Standard Setting

SASB Standards identify sustainability disclosure topics that are reasonably likely to significantly impact the financial condition, operating performance, or risk profile of the typical company in each of 77 industries. Therefore, SASB Standards are a useful tool to guide company disclosure of sustainability information that a company has determined to be material to its business. Although different disclosure frameworks and standards have adopted a range of definitions of “materiality” focused on different users and objectives, SASB Standards are designed to facilitate the disclosure of the subset of sustainability information most likely to be considered by investors in their assessments of enterprise value. SASB Standards are designed to be used in communication to investors and other providers of financial capital.

Oversight of the SASB Standards has transitioned from the SASB Standards Board to the International Sustainability Standards Board (ISSB) of the IFRS Foundation. To stay informed about the work of the ISSB and receive notifications of IFRS Sustainability Disclosure Standards exposure drafts open for public comment, visit the IFRS Foundation's notifications dashboard.

Oversight of the SASB Standards has transitioned from the SASB Standards Board to the International Sustainability Standards Board (ISSB) of the IFRS Foundation.

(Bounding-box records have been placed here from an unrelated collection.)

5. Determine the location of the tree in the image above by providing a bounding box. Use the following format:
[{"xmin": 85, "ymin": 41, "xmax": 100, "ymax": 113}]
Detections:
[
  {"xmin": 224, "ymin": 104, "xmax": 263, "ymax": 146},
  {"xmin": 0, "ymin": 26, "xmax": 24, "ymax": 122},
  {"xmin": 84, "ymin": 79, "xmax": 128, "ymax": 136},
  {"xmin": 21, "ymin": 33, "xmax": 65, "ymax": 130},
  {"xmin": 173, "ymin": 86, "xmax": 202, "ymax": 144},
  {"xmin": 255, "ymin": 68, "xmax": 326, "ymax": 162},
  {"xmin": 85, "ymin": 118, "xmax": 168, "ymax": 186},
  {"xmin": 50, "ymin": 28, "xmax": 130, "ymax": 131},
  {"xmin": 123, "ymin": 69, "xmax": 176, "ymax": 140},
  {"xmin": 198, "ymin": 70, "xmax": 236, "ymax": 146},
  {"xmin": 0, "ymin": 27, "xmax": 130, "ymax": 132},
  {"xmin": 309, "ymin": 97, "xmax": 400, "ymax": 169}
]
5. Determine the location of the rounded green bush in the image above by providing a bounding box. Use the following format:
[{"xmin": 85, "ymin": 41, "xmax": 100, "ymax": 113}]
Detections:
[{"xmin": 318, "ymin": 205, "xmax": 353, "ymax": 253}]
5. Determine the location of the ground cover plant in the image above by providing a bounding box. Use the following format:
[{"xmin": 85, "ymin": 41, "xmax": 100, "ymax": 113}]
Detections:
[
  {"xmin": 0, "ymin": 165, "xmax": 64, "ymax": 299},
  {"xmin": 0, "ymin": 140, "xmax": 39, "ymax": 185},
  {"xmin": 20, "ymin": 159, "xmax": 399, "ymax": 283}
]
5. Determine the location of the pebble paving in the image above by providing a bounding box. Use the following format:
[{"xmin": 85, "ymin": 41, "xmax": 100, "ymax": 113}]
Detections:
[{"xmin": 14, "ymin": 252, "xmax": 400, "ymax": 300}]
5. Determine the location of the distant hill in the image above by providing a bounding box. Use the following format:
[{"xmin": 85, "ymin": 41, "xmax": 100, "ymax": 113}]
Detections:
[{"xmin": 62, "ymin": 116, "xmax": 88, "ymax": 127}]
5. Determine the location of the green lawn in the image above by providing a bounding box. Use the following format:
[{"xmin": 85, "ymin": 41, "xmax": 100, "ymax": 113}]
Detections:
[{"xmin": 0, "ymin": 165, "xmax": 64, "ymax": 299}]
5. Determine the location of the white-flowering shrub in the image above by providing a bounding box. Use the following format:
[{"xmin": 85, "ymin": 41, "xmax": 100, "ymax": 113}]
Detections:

The IFRS Foundation transparently provides stakeholders with a view into the ISSB’s agenda, activities, deliberations, decisions, active projects and other standards-related updates. Visit the IFRS Foundation notifications dashboard to stay informed about the work of the ISSB.

The approach to governance in the SASB Standards differs from a more traditional assessment of board structures, processes and shareholder rights. Because many of these traditional governance topics are addressed by existing regulation—including stock exchange listing requirements and industry-based or jurisdictional principles and codes—SASB Standards instead include industry-based performance metrics likely to serve as indicators of governance quality, such as fines and settlements, violations, accidents, etc. In this regard, SASB Standards recognize that while corporate governance drives value across every sector, each industry also has its own unique governance profile. For example, the governance issues most likely to be considered in investors’ assessments of enterprise value might involve systemic risks (as in the Financials sector), or operations in highly regulated markets (as in the Infrastructure sector) SASB Standards metrics for these and other issues are intended to complement—not replace—existing, well-established frameworks for reporting on traditional governance issues, such as those developed by the International Corporate Governance Network (ICGN), the Council of Institutional Investors (CII) and the Investor Stewardship Group.